Naegeli stand 1981 vor dem Zürcher Gericht und wurde wegen wiederholter Sachbeschädigung mit einer hohen Geldstrafe und neun Monaten Haft hart bestraft – von einem Richter, der ein Exempel statuieren wollte, wie der WDR-Journalist Hubert Maessen im deutschen Radio vom Prozess berichtete. Der Vollstreckung des Urteils entzog Naegeli sich durch eine Flucht aus der Schweiz. Es erging ein internationaler Haftbefehl.

Unterschlupf fand Naegeli zuerst in Köln bei der WDR-Redakteurin Marianne Lienau, die zusammen mit ihrem Kollegen Hubert Maessen 1980/81 in Zürich den (schwierigen) persönlich-journalistischen Kontakt mit dem bis dahin anonymen Naegeli gefunden hatte; daraus war u.a. die erste grössere deutsche Veröffentlichung über den Sprayer von Zürich entstanden, nämlich in der Kunst-Zeitschrift Art – Das Kunstmagazin (1981) von Lienau/Maessen. In Köln sprayte Naegeli den fulminanten Kölner Totentanz, den Maessen fotografisch dokumentierte und sowohl als Ausstellung in Köln als auch in Buchform 1982 publizierte.

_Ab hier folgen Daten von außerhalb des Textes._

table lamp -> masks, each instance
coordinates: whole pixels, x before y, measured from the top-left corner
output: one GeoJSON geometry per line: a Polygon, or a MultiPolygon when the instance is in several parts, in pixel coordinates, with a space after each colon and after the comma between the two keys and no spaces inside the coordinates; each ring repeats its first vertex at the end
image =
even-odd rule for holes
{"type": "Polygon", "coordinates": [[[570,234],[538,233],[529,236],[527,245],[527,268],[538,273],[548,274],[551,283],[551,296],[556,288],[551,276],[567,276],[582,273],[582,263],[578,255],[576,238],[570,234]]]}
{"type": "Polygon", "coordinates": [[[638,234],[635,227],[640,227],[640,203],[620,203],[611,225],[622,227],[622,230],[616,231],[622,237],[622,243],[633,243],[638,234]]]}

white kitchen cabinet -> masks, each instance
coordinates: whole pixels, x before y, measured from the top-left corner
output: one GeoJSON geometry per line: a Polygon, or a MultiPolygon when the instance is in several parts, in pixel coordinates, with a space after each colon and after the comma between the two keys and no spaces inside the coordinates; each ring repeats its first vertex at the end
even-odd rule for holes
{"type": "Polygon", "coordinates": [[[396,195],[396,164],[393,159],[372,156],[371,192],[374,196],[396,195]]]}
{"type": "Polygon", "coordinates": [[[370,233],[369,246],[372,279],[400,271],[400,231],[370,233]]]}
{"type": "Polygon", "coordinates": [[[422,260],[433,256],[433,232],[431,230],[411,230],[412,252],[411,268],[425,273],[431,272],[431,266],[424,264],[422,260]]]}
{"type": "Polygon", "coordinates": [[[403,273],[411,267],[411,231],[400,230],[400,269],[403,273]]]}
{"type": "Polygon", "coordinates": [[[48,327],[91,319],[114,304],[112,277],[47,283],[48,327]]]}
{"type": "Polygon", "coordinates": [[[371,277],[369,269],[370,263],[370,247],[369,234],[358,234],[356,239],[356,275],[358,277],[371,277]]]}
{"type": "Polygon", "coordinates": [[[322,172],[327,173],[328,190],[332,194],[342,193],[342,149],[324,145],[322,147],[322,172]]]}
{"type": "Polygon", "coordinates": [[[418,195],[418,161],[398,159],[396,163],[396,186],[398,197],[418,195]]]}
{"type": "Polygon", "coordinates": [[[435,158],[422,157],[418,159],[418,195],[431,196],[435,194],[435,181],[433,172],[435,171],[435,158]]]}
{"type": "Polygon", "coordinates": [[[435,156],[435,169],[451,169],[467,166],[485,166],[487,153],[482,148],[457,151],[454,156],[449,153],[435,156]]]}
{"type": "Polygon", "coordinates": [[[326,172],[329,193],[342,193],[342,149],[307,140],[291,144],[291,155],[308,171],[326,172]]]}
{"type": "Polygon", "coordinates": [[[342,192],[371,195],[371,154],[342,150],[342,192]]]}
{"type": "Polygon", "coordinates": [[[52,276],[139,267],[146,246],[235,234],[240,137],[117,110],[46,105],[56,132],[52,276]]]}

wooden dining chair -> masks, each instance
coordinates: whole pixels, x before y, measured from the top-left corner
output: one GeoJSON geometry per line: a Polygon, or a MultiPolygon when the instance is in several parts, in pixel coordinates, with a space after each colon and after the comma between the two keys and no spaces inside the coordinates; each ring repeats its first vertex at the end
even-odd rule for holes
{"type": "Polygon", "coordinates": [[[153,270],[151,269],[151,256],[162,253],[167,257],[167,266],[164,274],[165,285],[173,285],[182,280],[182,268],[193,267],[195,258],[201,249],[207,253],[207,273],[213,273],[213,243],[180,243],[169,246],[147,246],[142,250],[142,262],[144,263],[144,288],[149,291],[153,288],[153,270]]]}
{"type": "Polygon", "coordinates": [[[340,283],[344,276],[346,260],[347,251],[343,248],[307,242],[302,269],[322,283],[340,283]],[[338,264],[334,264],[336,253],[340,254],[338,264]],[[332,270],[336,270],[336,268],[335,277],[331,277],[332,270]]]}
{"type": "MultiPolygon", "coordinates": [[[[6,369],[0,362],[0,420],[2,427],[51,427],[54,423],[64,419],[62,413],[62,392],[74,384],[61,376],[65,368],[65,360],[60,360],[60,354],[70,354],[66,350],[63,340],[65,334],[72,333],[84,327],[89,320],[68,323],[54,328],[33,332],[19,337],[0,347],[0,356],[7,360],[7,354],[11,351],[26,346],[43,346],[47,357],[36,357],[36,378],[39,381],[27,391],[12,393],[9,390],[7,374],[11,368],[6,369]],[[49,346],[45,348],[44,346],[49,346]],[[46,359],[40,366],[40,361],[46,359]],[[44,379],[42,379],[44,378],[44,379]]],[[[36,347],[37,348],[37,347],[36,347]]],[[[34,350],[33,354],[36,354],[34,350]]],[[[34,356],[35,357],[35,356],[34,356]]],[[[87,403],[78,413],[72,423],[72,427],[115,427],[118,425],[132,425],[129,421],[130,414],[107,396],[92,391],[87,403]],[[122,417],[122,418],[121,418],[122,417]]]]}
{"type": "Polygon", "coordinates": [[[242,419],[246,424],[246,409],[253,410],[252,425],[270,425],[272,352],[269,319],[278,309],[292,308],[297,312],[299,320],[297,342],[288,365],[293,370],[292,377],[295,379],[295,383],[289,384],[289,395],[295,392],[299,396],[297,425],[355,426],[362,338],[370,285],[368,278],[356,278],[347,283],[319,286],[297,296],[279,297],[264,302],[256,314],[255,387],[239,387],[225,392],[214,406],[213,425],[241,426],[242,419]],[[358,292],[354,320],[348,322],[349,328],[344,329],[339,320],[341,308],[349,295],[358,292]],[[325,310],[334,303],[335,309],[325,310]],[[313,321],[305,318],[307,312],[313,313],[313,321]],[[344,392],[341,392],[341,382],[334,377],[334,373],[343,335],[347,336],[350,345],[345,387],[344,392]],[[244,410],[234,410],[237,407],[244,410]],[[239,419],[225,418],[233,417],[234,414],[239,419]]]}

Nach dem Aufenthalt in Köln zog Naegeli ins «Asyl» bei Hubert Maessen in Düsseldorf, der ihn auch mit Joseph Beuys bekanntmachte.

Beim Grenzübertritt nach einer Reise in die skandinavische Heimat seiner Mutter wurde Naegeli schliesslich an der Grenze zu Dänemark gefasst. Trotz umfassender Proteste – u.a. setzten sich Willy Brandt und Joseph Beuys für ihn ein – musste er seine Strafe antreten und stellte sich mit angemessener Happening-Action den Schweizer Behörden; 1984 sass er seine Strafe ab. Im Gefängnis entstanden einige Keramiken mit den bekannten Naegeli-Figuren; Naegeli hatte sich nicht an die Gestaltungsvorgaben der Haftanstalt gehalten.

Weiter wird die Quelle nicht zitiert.